Dini siyasete alet edenler, şeriatçılar ise, her yerde, “Asıl sorununuz laik düzendir, türbanınızdır, başörtünüzdür, ötesi önemli değildir. Patron, işçi, ağa, köylü demeden dindarlar birleşin, bu batıl düzene karşı durun” derken bir başka bölünme yarattı.
Belediyelerde bu bölünme, RP’li belediyelerin işçileri Hizmet-İş’e, CHP’lilerin Genel-İş’e, diğerlerinin Belediye-İş’e girmeye zorlanmasına kadar uzandı. Belediyelere bağlı işyerlerindeki bu bölünmeden en çok etkilenen oldu.
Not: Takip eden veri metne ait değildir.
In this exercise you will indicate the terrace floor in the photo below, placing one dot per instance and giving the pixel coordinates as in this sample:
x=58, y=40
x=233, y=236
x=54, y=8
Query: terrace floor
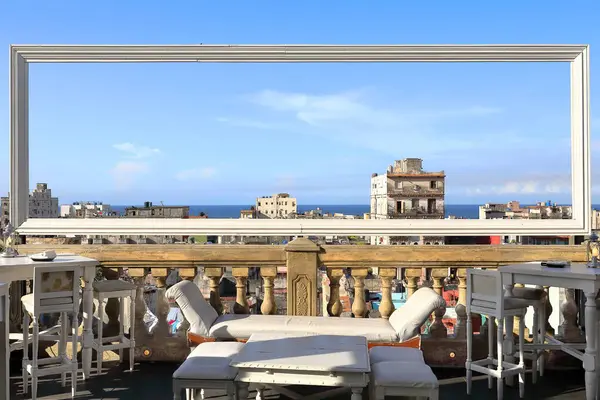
x=153, y=381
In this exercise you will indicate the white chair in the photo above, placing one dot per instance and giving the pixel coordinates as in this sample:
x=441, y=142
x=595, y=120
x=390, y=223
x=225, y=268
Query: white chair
x=536, y=297
x=55, y=290
x=115, y=289
x=485, y=295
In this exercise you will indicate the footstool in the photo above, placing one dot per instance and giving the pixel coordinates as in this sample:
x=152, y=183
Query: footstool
x=207, y=367
x=398, y=378
x=387, y=353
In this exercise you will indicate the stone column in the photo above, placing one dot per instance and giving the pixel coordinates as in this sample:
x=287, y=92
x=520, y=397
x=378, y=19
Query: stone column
x=268, y=307
x=386, y=307
x=412, y=276
x=359, y=307
x=214, y=274
x=241, y=302
x=437, y=328
x=334, y=306
x=302, y=265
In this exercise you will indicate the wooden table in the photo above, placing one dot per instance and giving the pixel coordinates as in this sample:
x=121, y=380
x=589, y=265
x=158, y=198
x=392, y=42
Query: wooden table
x=21, y=268
x=576, y=276
x=4, y=351
x=277, y=360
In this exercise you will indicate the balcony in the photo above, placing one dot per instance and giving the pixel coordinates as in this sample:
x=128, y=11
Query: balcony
x=410, y=193
x=419, y=212
x=155, y=267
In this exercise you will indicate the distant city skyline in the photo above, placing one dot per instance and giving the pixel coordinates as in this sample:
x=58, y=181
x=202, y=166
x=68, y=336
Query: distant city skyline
x=228, y=133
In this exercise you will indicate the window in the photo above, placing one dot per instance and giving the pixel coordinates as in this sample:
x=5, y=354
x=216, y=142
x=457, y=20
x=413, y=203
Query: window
x=576, y=55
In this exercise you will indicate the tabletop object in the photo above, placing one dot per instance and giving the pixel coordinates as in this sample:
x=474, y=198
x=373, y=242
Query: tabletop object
x=275, y=360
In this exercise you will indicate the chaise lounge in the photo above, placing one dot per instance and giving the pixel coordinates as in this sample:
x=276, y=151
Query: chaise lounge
x=402, y=329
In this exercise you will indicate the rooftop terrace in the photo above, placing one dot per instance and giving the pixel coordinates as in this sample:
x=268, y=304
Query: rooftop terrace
x=153, y=381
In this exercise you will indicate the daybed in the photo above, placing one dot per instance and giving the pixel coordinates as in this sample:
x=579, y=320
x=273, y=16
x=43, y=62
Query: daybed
x=402, y=328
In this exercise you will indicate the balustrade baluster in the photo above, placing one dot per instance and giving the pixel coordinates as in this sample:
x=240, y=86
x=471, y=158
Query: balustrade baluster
x=268, y=307
x=568, y=330
x=437, y=328
x=334, y=306
x=241, y=302
x=412, y=276
x=214, y=275
x=386, y=306
x=460, y=329
x=549, y=309
x=359, y=307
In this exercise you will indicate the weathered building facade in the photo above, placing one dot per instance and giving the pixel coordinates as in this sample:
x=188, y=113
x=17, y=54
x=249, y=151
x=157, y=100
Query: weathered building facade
x=41, y=203
x=407, y=191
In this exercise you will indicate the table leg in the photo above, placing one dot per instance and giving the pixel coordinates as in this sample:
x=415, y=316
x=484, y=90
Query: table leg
x=88, y=317
x=4, y=350
x=509, y=346
x=589, y=359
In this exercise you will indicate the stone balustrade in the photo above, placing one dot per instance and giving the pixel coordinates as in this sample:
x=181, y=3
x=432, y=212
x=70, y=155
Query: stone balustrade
x=155, y=267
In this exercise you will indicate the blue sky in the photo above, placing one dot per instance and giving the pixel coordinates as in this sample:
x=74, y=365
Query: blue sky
x=227, y=133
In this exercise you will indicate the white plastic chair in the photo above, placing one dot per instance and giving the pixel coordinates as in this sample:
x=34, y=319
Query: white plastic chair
x=485, y=295
x=55, y=290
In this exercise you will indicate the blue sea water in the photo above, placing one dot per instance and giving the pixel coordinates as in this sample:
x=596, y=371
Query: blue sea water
x=470, y=211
Devlet ise önce “bölücülüğe karşı” kampanya yürüttü; işçi, köylü, patron herkesi bölücülüğe karşı birleştirme girişimi yoğun bir biçimde sürdürülürken, Kürt haklarından, Kürt-Türk işçilerin de birliğinden, gönüllü birlikten söz edenleri de karşı tarafta görmek üzere “Vatan elden gidiyor” faaliyeti yürütüldü. 28 Şubat’la birlikte bu kampanyaya “şeriata karşı tüm laiklerin birliği” ve etkinlikleri de katılarak işçiler, emekçiler bir kez daha bölündüler.
Ama öte yandan; 1990’ların başında iyice tariflenen Yeni Dünya Düzeni, global bir dünyanın gerçekleştirilmesi uğruna uluslararası tekeller ve başlıca emperyalist ülkelerin dünyayı yeniden biçimlendirme çabalarının devamı olarak Türkiye’de de, işçi hakları, emekçilerin kazanılmış haklarının yok edilmesi doğrultusunda yoğun bir faaliyet sürdürüldü. Gerçek ücretler hızla düşerken, çalışma koşulları esnekleştiriliyor; taşeronlaştırmalar yoluyla örgütlü işçi gücü parçalanıp sendikalaşma oranı hızla yüzde 10’un altına düşürülmüş bulunuyordu. Özelleştirme ise; işçi direnişinin lokal sınırları aşamaması nedeniyle, istenen hızda olmasa da, sınıf içinde çalkantılar da yaratarak ilerliyordu. “Verimliliği artıracağız”, “İstihdamı artıracağız” diyerek yapılan özelleştirmelerin tam bir yağma olduğu görülmüştü; özelleştirilen kurumların önemli ölçüde tasfiye olduğu çalışan işletmelerde de, işçilerin örgütsüzleştirilip, asgari ücretle çalışmak zorunda bırakıldığı (öte yandan da, her özelleştirmeye mafyanın, kara paracıların bulaştığı, ihalelere fesat karıştırıldığı ortaya çıkmış, hemen bütün özelleştirmeler Danıştay tarafından hukuka aykırı bulunarak iptal edilmişti) yaşanarak görüldü. Bu yüzden de giderek, özelleştirmede kozlar daha açıkça oynanmaya başlamıştı. Nitekim enerji işçileri, 1997’ye gelindiğinde; “Biz sadece kendi haklarımız için değil ülkemizin bağımsızlığı için de özelleştirmeye karşıyız” diye termik santralleri işgale yönelince, özelleştirmeciler hız kesip, manevra yapmak zorunda kaldı. Bugün de hâlâ, hayli genişten aldıkları bu manevranın açısını sıfırlayabilmiş değiller.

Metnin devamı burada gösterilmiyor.